«Siamo sempre più numerosi, nel corso delle nostre vite moderne, a cambiare radicalmente traiettoria. Molto spesso è per lanciarsi in un’attività artigianale». Con poche significative parole, questa frase esprime il pensiero che attraversa La lezione del legno, un libro di Arthur Lochmann tradotto in italiano nel 2020 dall’editore Salani. L’autore, veniamo a sapere, si divide equamente fra due occupazioni principali e apparentemente inconciliabili: quella di traduttore di saggistica e narrativa dal tedesco e dall’inglese, e quella di carpentiere. Il libro ne rivela il percorso personale, le oscillazioni che caratterizzano la sua traiettoria, la doppia attività che dà forma alla sua identità. Come si intuisce dal titolo, l’autore mette maggiormente l’accento sul versante autenticamente artigianale di queste attività, quello legato alla lavorazione del legno.
Molte delle pagine che Lochmann scrive sono dedicate alla presentazione di un’arte fatta di trucchi, di riti e di saperi imparati lavorando all’aria aperta, magari sui tetti di una casa. Strutturato in capitoli che prendono spunto, spesso, da un’esperienza personale, La lezione del legno illustra l’unicità e i pregi che fanno del legno un materiale da costruzione prezioso e insostituibile. Descrivendo situazioni e momenti in cui maneggia e dà forma al materiale, l’autore francese ne mette in risalto le principali virtù: tanto che si ha quasi l’impressione di toccarlo con mano, quel legno di cui parla, di sentirne e di respirarne l’odore.

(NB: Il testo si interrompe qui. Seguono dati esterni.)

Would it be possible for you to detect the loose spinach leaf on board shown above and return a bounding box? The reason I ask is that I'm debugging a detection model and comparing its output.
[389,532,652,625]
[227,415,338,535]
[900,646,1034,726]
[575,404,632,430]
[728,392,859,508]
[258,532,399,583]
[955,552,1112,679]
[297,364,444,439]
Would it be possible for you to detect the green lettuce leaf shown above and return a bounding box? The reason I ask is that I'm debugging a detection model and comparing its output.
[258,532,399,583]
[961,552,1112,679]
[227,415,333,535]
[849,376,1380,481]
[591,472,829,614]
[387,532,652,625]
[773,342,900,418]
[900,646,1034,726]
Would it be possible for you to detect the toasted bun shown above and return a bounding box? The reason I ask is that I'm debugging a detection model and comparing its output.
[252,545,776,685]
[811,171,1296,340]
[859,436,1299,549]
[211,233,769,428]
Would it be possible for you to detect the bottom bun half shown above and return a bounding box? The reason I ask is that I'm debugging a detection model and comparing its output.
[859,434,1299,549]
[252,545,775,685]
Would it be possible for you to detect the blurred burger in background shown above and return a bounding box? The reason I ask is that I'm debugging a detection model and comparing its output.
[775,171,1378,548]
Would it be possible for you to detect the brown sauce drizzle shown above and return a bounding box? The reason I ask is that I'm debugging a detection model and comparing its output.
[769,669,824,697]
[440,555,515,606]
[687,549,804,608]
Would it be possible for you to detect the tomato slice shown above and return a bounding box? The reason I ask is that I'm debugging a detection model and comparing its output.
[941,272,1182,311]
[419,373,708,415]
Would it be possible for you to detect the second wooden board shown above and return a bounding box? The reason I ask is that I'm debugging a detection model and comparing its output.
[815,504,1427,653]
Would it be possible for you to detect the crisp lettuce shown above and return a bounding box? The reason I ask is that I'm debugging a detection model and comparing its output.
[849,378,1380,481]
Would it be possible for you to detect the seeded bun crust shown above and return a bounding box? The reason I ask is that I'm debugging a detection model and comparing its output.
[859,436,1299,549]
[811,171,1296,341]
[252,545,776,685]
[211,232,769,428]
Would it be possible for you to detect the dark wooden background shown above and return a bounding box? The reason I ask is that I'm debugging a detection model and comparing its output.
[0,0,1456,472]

Ma qual è, ci si potrebbe chiedere, la lezione che impariamo dal legno? Quali sono gli insegnamenti insiti nel suo impiego come materiale da costruzione che Arthur Lochmann, con pazienza e mestiere, si impegna a trasmettere al lettore? La saggezza popolare, si sa, fa spesso capo a oggetti e materiali comuni per esprimere gli alti e i bassi del quotidiano. Nel linguaggio, parlato e scritto, esistono un certo numero di modi di dire che associano il legno a una saggezza popolare radicata in cose, persone, e territorio. «Portare legna al bosco», per esempio, indica un’azione insensata: perché sforzarsi a portare legna in un luogo che ne è, per definizione, già provvisto? Chi «aggiungerà legna al fuoco» tenderà invece a esacerbare una discussione già tesa, rischiando di farla degenerare in lite. «Caricarsi di legna verde» sarà invece una scelta poco previdente: quando la legna è verde, si sa, stenta a bruciare. Chi si riferisce a un «legno torto» si troverà in presenza di una situazione difficile, oltremodo complicata, oppure alle prese con un individuo il cui carattere è particolarmente spigoloso, irascibile, poco malleabile. L’espressione «toccare legno», infine, è del tutto analoga al più comune «toccare ferro», e indica un gesto scaramantico, una precisa volontà di tenersi alla larga dalla sfortuna.
A fornire il punto di appoggio alle espressioni linguistiche di cui abbiamo riferito sono, come detto, le caratteristiche specifiche che definiscono la materialità del legno. Molte delle espressioni citate – salvo forse «toccare legno» – indicano una mancanza di equilibrio, un troppo o un troppo poco, oppure una situazione oltremodo tortuosa e poco edificante. Come mai? La domanda trova nel libro di Lochmann una risposta sfumata, e lo stesso materiale, come detto, viene rivalutato ampiamente in chiave positiva. I racconti e le descrizioni che incontriamo nelle pagine del libro ci portano diritti al nocciolo della questione, alla lezione di cui parla il libro.
Per apprezzare veramente il valore del legno, la sua versatilità e la sua pregevolezza, bisogna capire che esistono tanti tipi di legno, ognuno dei quali si distingue per colore, odore, resistenza. Tanto che, per dire, un tipo di legno può essere adatto per un lavoro e poco idoneo per un altro. Chi costruisce con il legno, inoltre, sa che si tratta di un materiale vivo, che si dilata o si restringe a seconda delle condizioni meteorologiche. Tagliare il legno, lisciarlo e prepararlo per costruirci qualcosa, sono operazioni che comportano una conoscenza e un’accortezza che coinvolgono corpo e mente in un unico gesto. Analogamente, trasportare una trave in legno da un punto all’altro di un cantiere richiede che tutti i sensi siano allertati, allenati e coordinati a portate a termine quel compito.
Nell’insieme, la vicenda personale di Lochmann diventa il punto di partenza per riflettere sull’importanza della manualità, sui benefici che questa può avere per l’equilibrio di corpo e mente; e su un possibile ritorno all’artigianato come stile di vita. Come afferma l’autore stesso: «a poco a poco mi è parso chiaro che uno dei fattori di progresso per la nostra epoca, più che una fuga in avanti, è il riutilizzo di vecchie conoscenze o di rapporti col mondo combinati con le tecniche moderne. La moltiplicazione dei nuovi artigiani, dei fablab, dei microbirrifici, in città come in campagna, ne è il riflesso». Sulla scia di queste parole, giova ricordare come la bottega dell’artigiano, atelier o workshop che dir si voglia, sia ormai diventata un’immagine così popolare e trasversale, tanto da inglobare, negli anni, una quantità crescente di attività.